[beep beep, mmm-beep beep, yeah!]

Topic: Personal

2002 Honda Accord LX
Somebody else’s 2002 green Honda Accord LX 4-door sedan

We bought a car yesterday!

For those of you who live in America, this may not seem all that momentous. Cars are a necessity, like housing and groceries, and most American adults have bought and sold several by the time they hit the ripe old age of 31.

New Yorkers have a different relationship to cars. In most parts of the city public transportation is more convenient than a car because you don’t have to figure out parking. It’s also considerably cheaper than owning a car. I’ve met quite a few born-and-bred New Yorkers who have simply never learned to drive, for the same reasons that most Americans can’t ride horses or fly helicopters.

But now Jenny’s work is taking her to Philadelphia, Princeton and other far-flung spots more days than not, so she needs a car. Yesterday was the first time that she or I ever bought one.

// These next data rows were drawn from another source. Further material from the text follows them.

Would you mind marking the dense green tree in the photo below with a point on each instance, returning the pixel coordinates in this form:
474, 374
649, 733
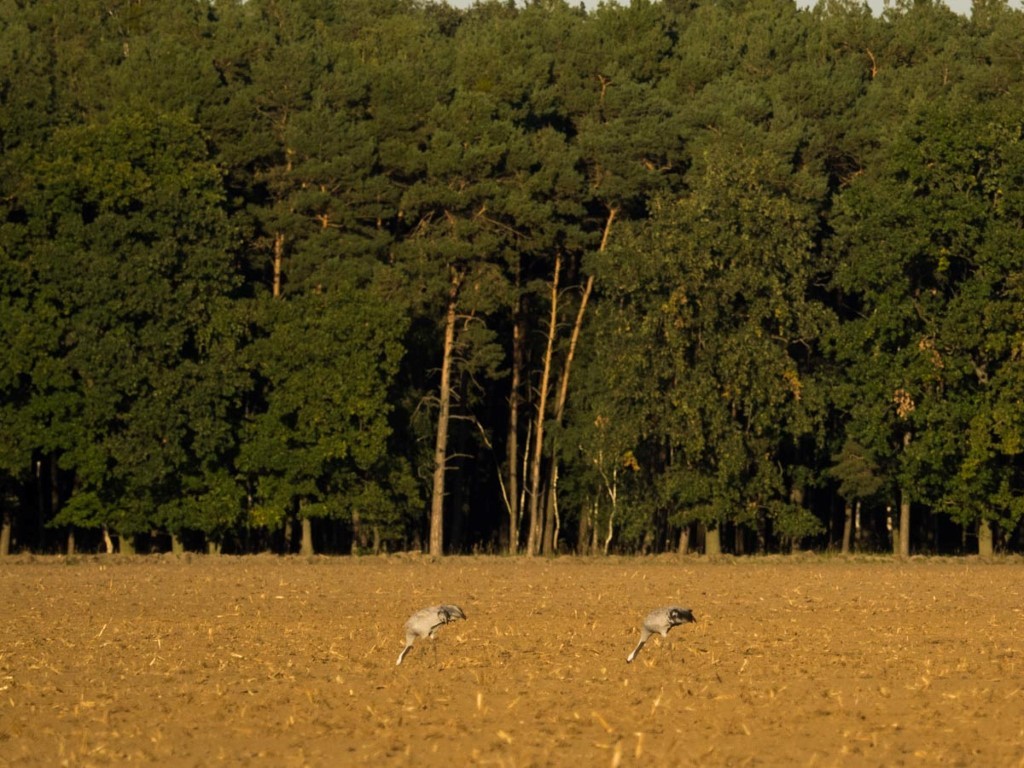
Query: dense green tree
125, 252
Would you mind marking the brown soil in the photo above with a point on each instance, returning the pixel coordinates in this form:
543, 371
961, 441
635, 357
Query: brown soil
284, 662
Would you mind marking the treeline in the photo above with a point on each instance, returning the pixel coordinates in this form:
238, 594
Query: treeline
379, 274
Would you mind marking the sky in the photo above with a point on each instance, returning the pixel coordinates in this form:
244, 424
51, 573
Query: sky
961, 6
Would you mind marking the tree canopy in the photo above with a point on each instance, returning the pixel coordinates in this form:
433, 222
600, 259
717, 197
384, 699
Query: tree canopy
520, 278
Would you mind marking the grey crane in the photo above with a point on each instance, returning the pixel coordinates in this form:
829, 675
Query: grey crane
660, 622
425, 623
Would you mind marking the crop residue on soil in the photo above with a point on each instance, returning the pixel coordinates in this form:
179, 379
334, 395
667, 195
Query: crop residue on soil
289, 662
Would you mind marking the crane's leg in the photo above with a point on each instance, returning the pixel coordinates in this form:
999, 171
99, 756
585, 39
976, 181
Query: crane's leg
402, 654
631, 656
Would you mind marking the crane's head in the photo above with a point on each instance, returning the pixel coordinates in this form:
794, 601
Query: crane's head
448, 613
680, 615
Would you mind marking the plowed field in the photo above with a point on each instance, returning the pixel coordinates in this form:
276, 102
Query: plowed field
287, 662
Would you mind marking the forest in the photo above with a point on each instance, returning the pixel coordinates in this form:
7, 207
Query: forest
374, 275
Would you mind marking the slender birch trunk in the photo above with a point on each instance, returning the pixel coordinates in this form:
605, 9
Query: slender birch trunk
847, 527
904, 513
306, 545
436, 545
5, 527
534, 540
985, 545
512, 450
550, 536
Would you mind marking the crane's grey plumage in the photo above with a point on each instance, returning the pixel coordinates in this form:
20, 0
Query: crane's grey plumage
659, 622
425, 623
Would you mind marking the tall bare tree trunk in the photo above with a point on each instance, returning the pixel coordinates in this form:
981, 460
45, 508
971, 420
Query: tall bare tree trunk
904, 523
847, 527
512, 449
279, 259
443, 415
985, 548
684, 541
534, 540
713, 541
6, 523
548, 544
306, 547
904, 512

Jenny and I both drove plenty, of course, when we lived in California. She learned to drive in a green 1969 VW Van she called the Picklemobile, with manual shift and manual steering designed to strengthen the upper bodies of German Olympic hopefuls, and later moved on to a VW Golf. My first car was my dad’s old manual-shift Toyota Corona, a fine car that I drove until it finally caught fire on New Year’s Day of 1992, and after that I had a tiny red Toyota Tercel hatchback that if I took it up over 80 miles per hour would rattle and shake in a way that made me want to shout “Artoo…that, that stabilizer’s broken loose again! See if you can’t lock it down!” But neither of us actually bought or owned these cars, or figured out the insurance and registration. So for us, yesterday was a totally new experience.

Fortunately, car shopping has been transformed by the Internet. I remember once going with my parents to a dealership when I was very young, and how they were led into a windowless room to negotiate with a pushy salesman. The Internet has changed all that. With Carfax to tell you the each car’s history and Kelley Blue Book to quote the market value, there’s not much room for used-car dealers to screw you.

What dealers have to offer now is service and selection. Paragon Honda in Queens offered all that and treated us well. They showed us cars in our stated price range, gave us a fair price and went out of their way to be decent. When it turned out we couldn’t take possession of the car until Tuesday — a minor snafu with the registration because they’d only gotten the vehicle in that morning — they were braced for us to throw a tantrum, but we didn’t. They offered to rent us a car until then, and when we turned that down they dropped the price by the cost of four days’ rental.

So we are now the proud owners of a 2002 green Honda Accord LX 4-door sedan, just like the one pictured but with a rear spoiler. The review on Edmunds.com describes the 2002 Accord as “The benchmark. The best-selling car in America. The highest resale value in its class,” and goes on to say that “the Accord won a loyal base of customers by offering notable performance, room for four, frugal fuel economy and a virtual guarantee that, if cared for properly, it would never break.” After Jenny and I were married, we drove her mom’s Accord up the California coast. From around the same period and with over 100,000 miles on the odometer, it was the nicest, easiest, smoothest car I’d ever driven.

Now that we’ve got a car, we’ll have to start exploring the East Coast. New York tends to trap you, but a car means we can drive out to Delaware Water Gap, to little towns in Connecticut, to the Hudson Valley. We can hike. We can camp. We can get out of the city! Now all we have to do is figure out where to go.